To be fair to the thespians, maybe the fault lies in Carpenter whose heart was alarmingly just not in it; really, this is the Carpenter equivalent of a modern Bruce Willis movie, and an indication of what was to come. He’d make one more movie three years later (the dismal Ghosts of Mars) and then one more in 2010 (The Ward, which I watched once and promptly forgot) before finally calling it a day. His slide in quality was so pronounced that his fans can be forgiven for being thankful he didn’t make any more. I often wish I would hear news of Carpenter getting back behind a camera and making a great movie like in the good old days but maybe his (unofficial?) retirement really is for the best. I’d be fascinated to learn what happened, but suspect he simply grew out of love with making movies. They are hard work, and the way the business was going even back in his day, it was just getting harder. I believe Carpenter has paid his dues and owes us fans nothing anyway: the films we have are enough, but I could certainly do without Vampires.

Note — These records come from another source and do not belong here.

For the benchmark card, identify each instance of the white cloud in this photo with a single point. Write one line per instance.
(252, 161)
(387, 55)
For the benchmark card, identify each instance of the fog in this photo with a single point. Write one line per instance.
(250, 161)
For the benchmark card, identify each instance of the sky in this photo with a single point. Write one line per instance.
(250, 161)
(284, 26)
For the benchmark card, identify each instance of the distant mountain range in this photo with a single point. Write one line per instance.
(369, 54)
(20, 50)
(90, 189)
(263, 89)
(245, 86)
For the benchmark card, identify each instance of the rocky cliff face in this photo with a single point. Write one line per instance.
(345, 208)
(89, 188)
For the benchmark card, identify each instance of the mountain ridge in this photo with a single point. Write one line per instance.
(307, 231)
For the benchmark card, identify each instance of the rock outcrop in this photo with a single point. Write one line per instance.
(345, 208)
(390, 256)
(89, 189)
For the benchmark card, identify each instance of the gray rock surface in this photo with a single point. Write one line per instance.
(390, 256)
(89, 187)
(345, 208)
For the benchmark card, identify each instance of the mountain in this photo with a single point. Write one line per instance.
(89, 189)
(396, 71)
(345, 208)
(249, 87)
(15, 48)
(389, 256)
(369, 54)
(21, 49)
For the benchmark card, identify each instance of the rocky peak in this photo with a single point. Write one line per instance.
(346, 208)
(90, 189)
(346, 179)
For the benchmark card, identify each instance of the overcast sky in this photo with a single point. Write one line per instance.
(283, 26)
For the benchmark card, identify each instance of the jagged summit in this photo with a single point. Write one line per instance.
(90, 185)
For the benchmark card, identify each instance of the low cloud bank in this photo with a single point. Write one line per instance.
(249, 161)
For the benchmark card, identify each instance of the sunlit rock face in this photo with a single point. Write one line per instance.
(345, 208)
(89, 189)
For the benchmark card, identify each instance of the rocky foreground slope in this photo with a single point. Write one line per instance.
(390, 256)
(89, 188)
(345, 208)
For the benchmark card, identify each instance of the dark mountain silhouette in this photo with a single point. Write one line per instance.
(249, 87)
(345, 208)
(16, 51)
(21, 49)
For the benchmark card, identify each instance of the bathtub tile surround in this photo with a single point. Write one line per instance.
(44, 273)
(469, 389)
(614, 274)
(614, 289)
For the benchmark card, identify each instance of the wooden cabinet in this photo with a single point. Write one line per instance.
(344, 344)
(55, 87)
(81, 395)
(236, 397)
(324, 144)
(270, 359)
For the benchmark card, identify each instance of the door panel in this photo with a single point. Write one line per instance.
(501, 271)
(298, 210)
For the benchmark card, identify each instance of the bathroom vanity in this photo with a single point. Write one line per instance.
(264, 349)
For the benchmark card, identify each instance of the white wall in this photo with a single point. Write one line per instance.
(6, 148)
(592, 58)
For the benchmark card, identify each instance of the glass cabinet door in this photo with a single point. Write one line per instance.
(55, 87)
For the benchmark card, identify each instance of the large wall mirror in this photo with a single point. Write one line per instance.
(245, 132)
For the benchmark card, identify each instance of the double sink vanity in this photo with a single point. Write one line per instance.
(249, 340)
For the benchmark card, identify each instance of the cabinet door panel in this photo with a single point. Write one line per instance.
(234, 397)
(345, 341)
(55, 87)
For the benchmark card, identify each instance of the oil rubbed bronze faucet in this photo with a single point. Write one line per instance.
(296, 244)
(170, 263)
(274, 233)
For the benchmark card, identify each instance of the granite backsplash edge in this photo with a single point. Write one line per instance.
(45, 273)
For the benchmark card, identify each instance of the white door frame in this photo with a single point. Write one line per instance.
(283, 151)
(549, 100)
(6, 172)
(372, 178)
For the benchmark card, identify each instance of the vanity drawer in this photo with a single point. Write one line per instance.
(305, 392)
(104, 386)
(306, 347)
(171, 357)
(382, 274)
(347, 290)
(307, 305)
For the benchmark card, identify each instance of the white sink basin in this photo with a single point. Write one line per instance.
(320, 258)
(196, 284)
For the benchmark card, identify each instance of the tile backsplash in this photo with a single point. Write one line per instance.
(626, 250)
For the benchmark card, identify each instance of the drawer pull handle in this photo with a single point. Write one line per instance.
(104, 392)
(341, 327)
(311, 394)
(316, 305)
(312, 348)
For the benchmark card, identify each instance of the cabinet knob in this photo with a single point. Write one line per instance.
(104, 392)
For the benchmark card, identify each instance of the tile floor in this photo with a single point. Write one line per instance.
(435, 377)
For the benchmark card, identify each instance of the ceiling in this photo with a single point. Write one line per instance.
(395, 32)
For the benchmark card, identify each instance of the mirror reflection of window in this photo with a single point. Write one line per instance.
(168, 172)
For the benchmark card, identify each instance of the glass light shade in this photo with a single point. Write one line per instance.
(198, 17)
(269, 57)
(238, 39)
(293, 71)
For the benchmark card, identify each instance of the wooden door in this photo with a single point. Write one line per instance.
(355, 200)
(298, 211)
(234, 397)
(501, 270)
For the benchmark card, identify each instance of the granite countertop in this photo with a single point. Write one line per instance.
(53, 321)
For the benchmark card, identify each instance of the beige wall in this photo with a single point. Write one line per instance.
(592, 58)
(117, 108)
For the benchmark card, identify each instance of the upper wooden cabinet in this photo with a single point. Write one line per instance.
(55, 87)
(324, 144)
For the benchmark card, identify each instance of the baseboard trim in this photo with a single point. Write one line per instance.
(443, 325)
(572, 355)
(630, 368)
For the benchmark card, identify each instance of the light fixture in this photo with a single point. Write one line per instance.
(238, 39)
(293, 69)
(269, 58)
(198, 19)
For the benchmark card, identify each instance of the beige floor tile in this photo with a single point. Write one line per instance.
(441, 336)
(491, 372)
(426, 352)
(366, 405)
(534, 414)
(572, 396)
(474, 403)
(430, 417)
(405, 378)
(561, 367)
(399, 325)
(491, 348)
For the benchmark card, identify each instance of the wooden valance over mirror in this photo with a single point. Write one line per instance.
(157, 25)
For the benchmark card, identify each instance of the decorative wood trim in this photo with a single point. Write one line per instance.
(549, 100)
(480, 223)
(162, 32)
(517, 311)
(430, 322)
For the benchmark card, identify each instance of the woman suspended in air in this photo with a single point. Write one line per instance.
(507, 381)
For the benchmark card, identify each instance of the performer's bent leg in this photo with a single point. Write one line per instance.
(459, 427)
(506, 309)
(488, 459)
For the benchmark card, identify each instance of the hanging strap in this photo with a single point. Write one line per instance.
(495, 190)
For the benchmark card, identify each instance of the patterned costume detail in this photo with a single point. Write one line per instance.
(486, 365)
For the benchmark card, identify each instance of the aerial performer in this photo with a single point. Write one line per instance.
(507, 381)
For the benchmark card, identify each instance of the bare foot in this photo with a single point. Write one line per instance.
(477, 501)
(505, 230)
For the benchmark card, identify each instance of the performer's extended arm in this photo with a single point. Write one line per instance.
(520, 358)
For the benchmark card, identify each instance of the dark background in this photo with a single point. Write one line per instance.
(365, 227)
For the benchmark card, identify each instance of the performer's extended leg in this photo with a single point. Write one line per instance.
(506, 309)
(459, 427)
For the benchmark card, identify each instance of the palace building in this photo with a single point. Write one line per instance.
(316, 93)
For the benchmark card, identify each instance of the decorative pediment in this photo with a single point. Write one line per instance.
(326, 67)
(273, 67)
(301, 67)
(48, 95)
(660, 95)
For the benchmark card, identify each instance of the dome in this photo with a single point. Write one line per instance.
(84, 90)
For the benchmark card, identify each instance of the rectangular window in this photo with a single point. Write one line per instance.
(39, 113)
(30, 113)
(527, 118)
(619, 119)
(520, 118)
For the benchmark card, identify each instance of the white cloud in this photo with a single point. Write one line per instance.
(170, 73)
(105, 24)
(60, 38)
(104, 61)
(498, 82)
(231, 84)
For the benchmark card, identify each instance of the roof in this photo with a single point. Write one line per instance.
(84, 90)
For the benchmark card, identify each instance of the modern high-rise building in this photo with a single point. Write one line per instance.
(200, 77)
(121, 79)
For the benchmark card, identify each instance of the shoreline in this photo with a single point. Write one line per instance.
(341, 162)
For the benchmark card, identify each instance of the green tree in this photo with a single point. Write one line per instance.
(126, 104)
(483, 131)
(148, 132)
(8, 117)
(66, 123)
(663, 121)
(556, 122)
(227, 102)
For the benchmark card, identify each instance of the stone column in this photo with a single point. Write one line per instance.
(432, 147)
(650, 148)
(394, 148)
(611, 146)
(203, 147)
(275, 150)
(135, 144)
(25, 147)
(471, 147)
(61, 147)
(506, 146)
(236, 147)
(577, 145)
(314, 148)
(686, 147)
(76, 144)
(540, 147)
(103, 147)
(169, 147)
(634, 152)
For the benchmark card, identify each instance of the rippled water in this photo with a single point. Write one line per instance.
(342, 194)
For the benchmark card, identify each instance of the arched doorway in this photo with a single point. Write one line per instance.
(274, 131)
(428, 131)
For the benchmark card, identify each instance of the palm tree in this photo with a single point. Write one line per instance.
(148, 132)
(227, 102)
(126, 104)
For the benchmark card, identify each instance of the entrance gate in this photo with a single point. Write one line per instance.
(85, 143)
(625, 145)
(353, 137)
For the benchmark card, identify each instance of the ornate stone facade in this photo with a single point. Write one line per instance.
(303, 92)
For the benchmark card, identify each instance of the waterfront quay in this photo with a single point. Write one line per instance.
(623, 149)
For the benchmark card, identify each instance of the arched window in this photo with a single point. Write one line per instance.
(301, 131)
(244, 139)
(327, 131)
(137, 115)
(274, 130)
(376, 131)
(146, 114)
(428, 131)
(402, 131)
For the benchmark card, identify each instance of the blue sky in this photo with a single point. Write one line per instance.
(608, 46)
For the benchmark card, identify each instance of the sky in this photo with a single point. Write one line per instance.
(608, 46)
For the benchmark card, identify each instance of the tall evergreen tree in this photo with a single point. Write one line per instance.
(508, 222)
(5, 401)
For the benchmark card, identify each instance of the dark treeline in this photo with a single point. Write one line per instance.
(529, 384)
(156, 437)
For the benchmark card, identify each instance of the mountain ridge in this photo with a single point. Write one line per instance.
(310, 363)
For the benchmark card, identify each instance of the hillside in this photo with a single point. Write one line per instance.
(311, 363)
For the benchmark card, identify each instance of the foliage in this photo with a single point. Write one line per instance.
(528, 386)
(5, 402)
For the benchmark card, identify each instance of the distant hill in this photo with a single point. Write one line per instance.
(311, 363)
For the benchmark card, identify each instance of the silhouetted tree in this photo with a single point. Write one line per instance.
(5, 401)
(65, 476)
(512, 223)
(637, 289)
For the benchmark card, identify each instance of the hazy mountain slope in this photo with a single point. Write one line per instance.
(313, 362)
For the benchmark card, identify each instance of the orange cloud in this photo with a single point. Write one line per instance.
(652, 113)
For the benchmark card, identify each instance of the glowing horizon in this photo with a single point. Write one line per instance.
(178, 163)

2 thoughts on “These Vampires still suck”
Insightful post for sure, I am such an ignorant cooze I wasn’t even aware of a slide toward the end for John Carpenter. That is a shame, though like you said in the twilight of his career he had no apologies to owe anyone. It’s weird though how maybe sometimes filmmakers, like athletes, just don’t know when to hang it up. On pure speculation, perhaps Carpenter kept pushing through the directorial equivalent of writer’s block.
His last genuinely strong spell was Big Trouble in little China (1986), Prince of Darkness (1987) and They Live (1988) – three really good films in a pretty incredible three-year span (how many other directors can cite a record like that?), but he tailed off after that. A lot of it was the business of film-making, I’m sure, as JC was always a bit ‘out of the system’ preferring to make his own films on his own terms. Every director has a right to a bad day at the office, as there will always be things outside their control (Fincher with Alien 3, for instance, Spielberg with 1941, Ridley Scott has a few simply because of how busy the guy is) and there’s a few films of JCs I don’t really care much for, but the quality of his films really tailed off in the 1990s and after that decade he was pretty much done (his one good film in that decade is In the Mouth of Madness). It remains a sad and mystifying decline- rewatching Vampires was pretty sad comparing it to his amazing work in the 1970s and 1980s, it was like a film from some totally different director.